Europe’s airlines should be positive about the future despite a number of gathering storm clouds.
Speaking at the opening of Routes Europe in Hannover on Monday (April 8), David Stroud, the managing director of route development consultancy ASM, said consolidation could have a major impact on Europe’s airlines
He said this was because with 37% of the European market is currently being operated by non-major airlines, compared to 14% in the US where a process of consolidation has largely left a few major players.
While he admitted the culture in Europe is different, he added: “There’s going to be less brands perhaps in the next few years.”
Stroud said air traffic management, rising oil prices and the uncertainty of Brexit also remain issues.
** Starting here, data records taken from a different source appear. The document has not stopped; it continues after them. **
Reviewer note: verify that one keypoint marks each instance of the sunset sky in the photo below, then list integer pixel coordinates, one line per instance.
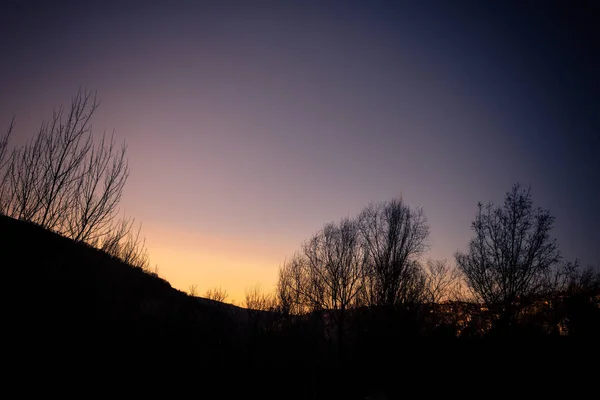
(250, 124)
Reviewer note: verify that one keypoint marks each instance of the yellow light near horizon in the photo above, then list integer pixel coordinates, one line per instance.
(234, 264)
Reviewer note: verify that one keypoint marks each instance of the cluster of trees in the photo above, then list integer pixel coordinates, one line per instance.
(66, 180)
(373, 261)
However, he argued the airline industry has a history of dealing with major issues, from 9/11 to swine fever, and he was hopeful that any further problems could be handled too.
Stroud also said there was much to celebrate, with 600 million additional passengers expected to take to the skies in the next 20 years across the continent.
He said much of the growth will be met by the 287 European airports currently growing capacity while Europe’s airlines have 3,133 aircraft on order with options on a further 686.
Stroud added there have also been as many as 752 new routes launched in the continent since September last year.
“Whatever headwinds we face, this looks like a vibrant market where there’s still a lot of energy and a lot of things going on,” he said.